In my opinion, it's false because O(n) can be n and thus the equality will be wrong, because $n2^n$ grows much faster than $2^n$

Answer 1

One way, if you want to prove that $n2^n \in 2^{\mathcal{O}(n)}$, is to show that there exists a $c \in \mathbb{R}$ such that $n2^n \le 2^{cn}$ for all $n$ greater than some $n_0 \in \mathbb{N}$.

Correspondingly, if you want to show the contrary, then you have to show that such a $c$ does not exist. However, we will see that the statement is true.
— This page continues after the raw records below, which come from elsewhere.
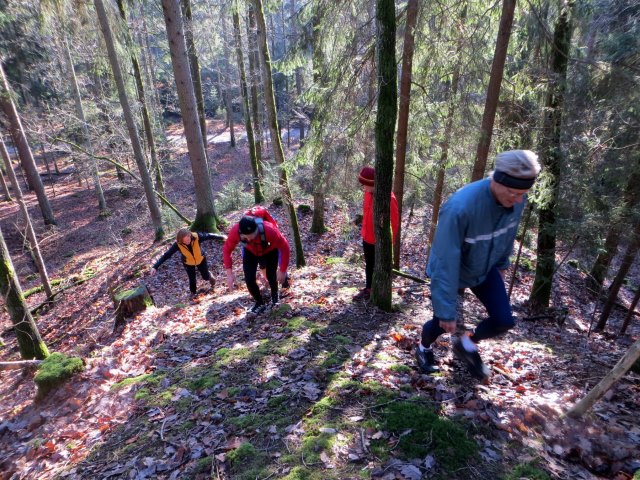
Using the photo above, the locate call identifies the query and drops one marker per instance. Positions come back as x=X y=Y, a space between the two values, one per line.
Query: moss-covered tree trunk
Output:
x=206 y=218
x=154 y=210
x=551 y=156
x=257 y=186
x=385 y=129
x=274 y=129
x=24 y=151
x=29 y=342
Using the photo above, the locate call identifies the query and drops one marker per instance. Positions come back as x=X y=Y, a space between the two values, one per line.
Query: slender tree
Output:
x=31 y=234
x=274 y=129
x=24 y=151
x=403 y=119
x=156 y=217
x=205 y=210
x=551 y=156
x=257 y=187
x=30 y=343
x=385 y=126
x=493 y=90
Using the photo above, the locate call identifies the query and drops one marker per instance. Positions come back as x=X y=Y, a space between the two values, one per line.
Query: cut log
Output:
x=130 y=302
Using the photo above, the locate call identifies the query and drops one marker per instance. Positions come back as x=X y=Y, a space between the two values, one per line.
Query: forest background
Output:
x=122 y=121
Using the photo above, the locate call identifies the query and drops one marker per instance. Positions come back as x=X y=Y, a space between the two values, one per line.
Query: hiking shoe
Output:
x=473 y=361
x=258 y=308
x=363 y=294
x=426 y=361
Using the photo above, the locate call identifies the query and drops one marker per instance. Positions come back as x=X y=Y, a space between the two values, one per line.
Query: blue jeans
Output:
x=493 y=295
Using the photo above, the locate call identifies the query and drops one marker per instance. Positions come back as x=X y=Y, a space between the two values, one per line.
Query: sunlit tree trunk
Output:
x=206 y=218
x=493 y=90
x=385 y=129
x=154 y=210
x=257 y=187
x=31 y=234
x=30 y=343
x=403 y=120
x=24 y=151
x=274 y=129
x=551 y=156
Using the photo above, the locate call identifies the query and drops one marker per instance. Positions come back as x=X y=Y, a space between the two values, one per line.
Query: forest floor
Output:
x=321 y=388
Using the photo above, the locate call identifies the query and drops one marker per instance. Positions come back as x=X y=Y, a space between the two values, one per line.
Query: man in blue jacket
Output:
x=473 y=241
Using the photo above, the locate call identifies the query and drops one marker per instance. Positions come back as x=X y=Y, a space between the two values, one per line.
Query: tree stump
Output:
x=130 y=302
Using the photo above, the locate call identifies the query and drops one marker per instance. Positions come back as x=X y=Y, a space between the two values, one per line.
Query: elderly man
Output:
x=473 y=241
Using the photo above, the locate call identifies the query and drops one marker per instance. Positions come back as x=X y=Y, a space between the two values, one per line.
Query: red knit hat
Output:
x=367 y=176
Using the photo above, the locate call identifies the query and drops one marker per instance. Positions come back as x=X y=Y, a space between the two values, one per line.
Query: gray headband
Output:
x=507 y=180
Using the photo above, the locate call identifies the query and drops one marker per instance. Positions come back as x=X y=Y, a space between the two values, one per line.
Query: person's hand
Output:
x=448 y=327
x=231 y=279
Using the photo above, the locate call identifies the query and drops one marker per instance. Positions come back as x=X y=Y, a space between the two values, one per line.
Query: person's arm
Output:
x=444 y=264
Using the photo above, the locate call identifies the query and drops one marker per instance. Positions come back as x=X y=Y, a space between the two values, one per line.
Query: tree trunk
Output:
x=276 y=141
x=385 y=126
x=194 y=65
x=616 y=373
x=614 y=289
x=26 y=157
x=257 y=187
x=146 y=118
x=29 y=342
x=31 y=234
x=493 y=90
x=206 y=218
x=156 y=217
x=403 y=120
x=551 y=156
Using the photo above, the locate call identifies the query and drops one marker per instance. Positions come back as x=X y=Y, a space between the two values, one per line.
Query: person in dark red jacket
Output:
x=263 y=244
x=367 y=180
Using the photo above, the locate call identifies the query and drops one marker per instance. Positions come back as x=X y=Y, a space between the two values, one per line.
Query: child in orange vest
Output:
x=193 y=257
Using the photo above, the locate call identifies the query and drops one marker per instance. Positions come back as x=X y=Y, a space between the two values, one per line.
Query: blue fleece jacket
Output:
x=474 y=234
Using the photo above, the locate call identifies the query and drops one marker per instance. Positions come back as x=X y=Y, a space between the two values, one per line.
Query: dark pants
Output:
x=369 y=261
x=203 y=268
x=493 y=295
x=250 y=264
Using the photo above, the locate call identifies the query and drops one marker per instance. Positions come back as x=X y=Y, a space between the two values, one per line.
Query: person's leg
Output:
x=250 y=266
x=493 y=295
x=271 y=263
x=191 y=273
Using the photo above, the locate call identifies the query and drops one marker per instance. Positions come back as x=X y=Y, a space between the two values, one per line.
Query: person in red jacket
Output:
x=367 y=180
x=263 y=244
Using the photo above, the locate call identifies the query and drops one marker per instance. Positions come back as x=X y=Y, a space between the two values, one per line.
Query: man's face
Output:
x=506 y=196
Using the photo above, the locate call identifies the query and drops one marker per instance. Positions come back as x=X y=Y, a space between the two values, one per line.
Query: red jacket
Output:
x=367 y=218
x=275 y=239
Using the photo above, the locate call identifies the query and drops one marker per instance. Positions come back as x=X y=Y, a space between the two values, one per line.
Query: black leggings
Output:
x=250 y=266
x=369 y=261
x=203 y=268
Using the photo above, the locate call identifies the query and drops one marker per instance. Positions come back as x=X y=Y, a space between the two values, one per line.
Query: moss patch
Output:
x=54 y=370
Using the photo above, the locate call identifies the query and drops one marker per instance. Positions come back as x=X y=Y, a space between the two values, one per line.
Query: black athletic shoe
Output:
x=474 y=363
x=426 y=361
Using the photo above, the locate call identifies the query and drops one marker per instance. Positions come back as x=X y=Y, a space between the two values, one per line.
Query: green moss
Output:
x=54 y=370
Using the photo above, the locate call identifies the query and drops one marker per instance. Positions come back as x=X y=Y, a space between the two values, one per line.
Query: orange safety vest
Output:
x=194 y=256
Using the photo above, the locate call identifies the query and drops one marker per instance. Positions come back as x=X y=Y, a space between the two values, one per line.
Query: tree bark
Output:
x=31 y=234
x=24 y=151
x=403 y=120
x=493 y=90
x=206 y=218
x=616 y=373
x=385 y=126
x=276 y=141
x=257 y=187
x=30 y=343
x=551 y=156
x=156 y=217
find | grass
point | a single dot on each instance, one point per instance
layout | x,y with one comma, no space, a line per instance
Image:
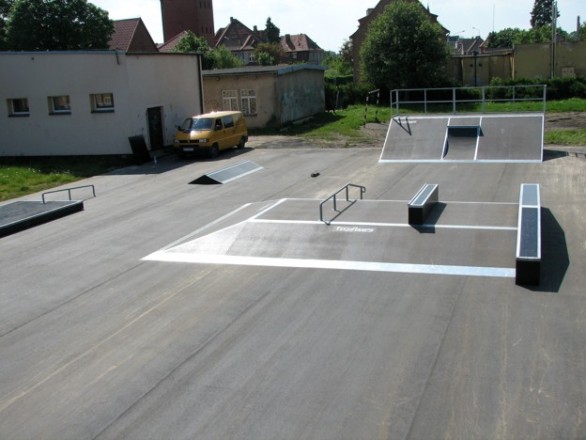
23,175
566,137
333,125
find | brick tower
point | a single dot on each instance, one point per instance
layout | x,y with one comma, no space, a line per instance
188,15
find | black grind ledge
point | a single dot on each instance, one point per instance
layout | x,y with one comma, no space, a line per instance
18,216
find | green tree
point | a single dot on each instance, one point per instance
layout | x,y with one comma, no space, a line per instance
4,13
404,48
191,43
57,25
218,58
272,32
505,38
509,37
340,64
542,13
222,58
268,54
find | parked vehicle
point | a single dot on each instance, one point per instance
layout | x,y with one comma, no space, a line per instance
211,133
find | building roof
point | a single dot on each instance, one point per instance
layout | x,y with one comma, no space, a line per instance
237,37
269,70
298,43
466,46
131,35
169,45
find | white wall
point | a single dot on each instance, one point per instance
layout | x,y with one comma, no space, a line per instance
137,82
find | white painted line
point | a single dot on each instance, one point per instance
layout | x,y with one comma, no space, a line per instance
430,269
203,228
270,207
384,225
240,175
478,139
451,161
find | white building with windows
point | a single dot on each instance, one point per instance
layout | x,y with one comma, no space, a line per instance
267,95
91,103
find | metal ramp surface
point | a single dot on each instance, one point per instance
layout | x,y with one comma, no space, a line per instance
18,216
227,174
515,137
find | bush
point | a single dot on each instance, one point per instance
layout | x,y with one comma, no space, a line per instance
557,88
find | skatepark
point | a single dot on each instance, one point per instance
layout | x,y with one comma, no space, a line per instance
288,293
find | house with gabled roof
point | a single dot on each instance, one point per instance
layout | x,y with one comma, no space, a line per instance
240,39
169,45
131,35
301,48
360,35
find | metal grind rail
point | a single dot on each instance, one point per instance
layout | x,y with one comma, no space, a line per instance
334,198
69,190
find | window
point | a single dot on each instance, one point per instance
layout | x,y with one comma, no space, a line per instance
102,102
230,99
248,99
59,105
228,121
18,107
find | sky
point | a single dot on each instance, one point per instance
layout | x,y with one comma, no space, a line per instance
331,22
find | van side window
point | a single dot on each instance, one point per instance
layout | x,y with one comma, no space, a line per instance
228,121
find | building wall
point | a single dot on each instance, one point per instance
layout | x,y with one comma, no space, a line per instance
283,94
136,83
488,66
263,84
301,95
534,60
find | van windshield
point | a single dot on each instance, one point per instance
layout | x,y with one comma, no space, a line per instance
195,124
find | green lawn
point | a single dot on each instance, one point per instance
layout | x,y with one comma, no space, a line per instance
21,176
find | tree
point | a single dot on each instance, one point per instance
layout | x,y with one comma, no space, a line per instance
509,37
542,13
191,43
268,54
272,32
580,34
5,6
404,48
57,25
222,58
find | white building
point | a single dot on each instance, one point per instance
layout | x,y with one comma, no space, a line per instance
90,103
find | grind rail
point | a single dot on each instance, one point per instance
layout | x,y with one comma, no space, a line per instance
334,198
69,190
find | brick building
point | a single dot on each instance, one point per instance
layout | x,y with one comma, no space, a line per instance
188,15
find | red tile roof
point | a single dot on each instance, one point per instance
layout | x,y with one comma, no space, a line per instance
131,35
169,46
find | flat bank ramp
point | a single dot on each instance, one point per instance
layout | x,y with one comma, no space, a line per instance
515,137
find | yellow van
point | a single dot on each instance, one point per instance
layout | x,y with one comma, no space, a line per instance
211,133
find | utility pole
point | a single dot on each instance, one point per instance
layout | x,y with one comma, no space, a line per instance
554,16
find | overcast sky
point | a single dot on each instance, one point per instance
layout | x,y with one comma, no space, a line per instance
330,22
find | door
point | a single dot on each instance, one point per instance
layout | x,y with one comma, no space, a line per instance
155,120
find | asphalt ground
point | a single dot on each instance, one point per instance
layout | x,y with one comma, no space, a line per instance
98,339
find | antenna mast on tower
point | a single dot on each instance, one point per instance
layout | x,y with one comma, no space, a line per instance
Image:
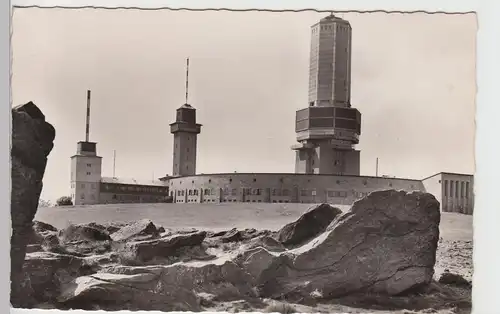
187,79
87,122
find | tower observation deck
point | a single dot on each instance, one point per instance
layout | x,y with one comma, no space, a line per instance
329,128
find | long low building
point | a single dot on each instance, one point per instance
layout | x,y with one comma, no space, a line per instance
327,162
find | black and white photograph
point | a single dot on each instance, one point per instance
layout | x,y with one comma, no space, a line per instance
251,161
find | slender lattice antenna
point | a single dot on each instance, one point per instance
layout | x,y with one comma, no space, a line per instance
187,79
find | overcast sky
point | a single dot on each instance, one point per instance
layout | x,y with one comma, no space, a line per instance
413,80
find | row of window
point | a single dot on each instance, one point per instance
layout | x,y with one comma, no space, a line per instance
136,198
274,192
457,189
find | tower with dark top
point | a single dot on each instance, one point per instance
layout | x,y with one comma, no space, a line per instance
329,128
185,131
86,168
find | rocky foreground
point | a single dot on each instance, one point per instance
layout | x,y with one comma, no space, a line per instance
380,255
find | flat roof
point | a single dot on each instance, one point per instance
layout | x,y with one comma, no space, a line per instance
450,173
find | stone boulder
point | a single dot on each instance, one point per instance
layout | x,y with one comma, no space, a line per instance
32,141
385,244
161,288
313,222
448,278
168,249
142,229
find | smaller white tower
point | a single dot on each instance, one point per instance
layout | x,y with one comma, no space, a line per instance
86,169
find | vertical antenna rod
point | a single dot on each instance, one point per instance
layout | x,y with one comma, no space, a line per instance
114,163
87,122
187,79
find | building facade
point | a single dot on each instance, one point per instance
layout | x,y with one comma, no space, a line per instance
329,128
454,191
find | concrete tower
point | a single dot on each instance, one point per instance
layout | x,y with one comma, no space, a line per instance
185,131
329,128
86,169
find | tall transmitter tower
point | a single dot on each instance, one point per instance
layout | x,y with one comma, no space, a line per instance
329,128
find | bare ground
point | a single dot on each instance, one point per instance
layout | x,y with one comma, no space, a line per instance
454,251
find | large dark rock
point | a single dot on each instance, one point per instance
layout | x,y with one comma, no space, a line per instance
385,244
309,225
32,141
45,273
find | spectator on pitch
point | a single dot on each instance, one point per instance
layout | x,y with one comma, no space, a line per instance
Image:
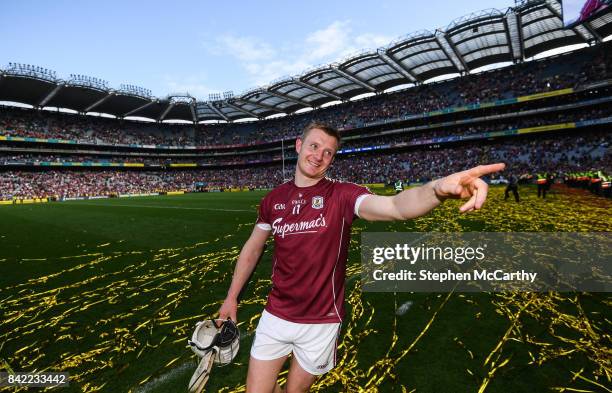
512,187
313,214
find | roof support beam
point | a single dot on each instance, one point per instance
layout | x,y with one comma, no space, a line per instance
451,53
268,107
519,26
193,114
166,111
218,112
139,108
508,38
397,66
574,29
294,100
589,27
242,110
513,28
317,89
354,79
50,95
101,100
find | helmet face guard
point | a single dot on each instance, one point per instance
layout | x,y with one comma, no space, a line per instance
217,336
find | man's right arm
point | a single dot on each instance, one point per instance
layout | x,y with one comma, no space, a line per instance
247,260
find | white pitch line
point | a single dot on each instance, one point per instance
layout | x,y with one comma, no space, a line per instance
157,207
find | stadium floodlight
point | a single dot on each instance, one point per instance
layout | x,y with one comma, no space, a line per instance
134,90
87,81
214,97
181,98
27,70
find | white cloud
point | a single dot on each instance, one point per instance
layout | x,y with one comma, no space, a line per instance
265,63
246,48
328,42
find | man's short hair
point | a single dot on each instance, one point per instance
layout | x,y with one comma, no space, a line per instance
329,130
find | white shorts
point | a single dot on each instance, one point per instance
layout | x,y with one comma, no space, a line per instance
312,344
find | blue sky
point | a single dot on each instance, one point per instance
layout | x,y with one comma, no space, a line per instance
204,47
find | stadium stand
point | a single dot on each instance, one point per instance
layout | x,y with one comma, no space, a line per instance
546,115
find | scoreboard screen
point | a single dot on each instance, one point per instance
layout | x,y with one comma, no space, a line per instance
578,11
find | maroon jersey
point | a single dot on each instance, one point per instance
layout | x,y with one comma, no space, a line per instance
311,229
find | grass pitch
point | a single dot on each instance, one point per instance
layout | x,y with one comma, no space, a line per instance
109,290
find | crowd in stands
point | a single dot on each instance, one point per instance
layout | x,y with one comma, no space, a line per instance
419,136
592,64
558,154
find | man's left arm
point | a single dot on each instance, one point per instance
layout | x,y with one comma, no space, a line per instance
418,201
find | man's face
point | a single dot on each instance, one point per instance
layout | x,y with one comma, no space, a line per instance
315,153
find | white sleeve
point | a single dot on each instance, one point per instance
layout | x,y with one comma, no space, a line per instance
358,201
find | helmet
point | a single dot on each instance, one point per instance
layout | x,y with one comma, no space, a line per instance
222,337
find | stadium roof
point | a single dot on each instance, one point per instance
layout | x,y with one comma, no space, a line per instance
475,40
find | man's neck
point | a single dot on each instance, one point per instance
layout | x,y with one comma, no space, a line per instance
302,181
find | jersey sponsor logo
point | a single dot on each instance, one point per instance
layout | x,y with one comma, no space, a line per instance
282,229
317,202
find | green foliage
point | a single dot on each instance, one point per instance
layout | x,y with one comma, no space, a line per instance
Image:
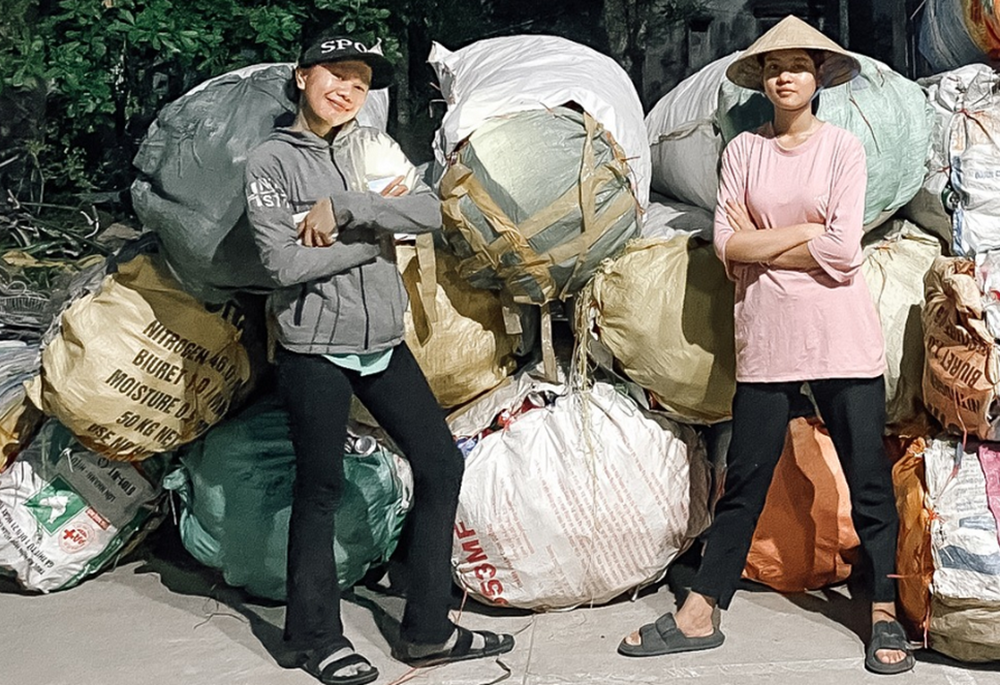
107,66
Choose $c = 2$, i.e., we ask whether $n2^n \le^? 2^{2n} = 4^n$ for all $n > n_0$. We know that $n \le 2^n$ for all $n \in \mathbb{N}$. Therefore, it also holds that $n2^n \le 2^n\cdot 2^n = 2^{2n}$. Hence, we have an upper bound for the function $n2^n$ by choosing $c = 2$. In this case, we can set $n_0 = 1$, for instance.

Answer 2

The main issue here is to read that awful abuse of notation in the "right" way.

Let me translate:

Show whether $n2^n \in O(2^{f(n)})$ for some $f \in O(n)$.

That is, we understand

$\qquad\displaystyle 2^{O(g)} := \{ f \mid f \in O(2^{h(n)}), h \in O(g) \}$.

Note how, in particular, $c^n \in 2^{O(n)}$ with $f : n \mapsto n \cdot \log_2 c$ for all $c>1$.

The rest is mechanical.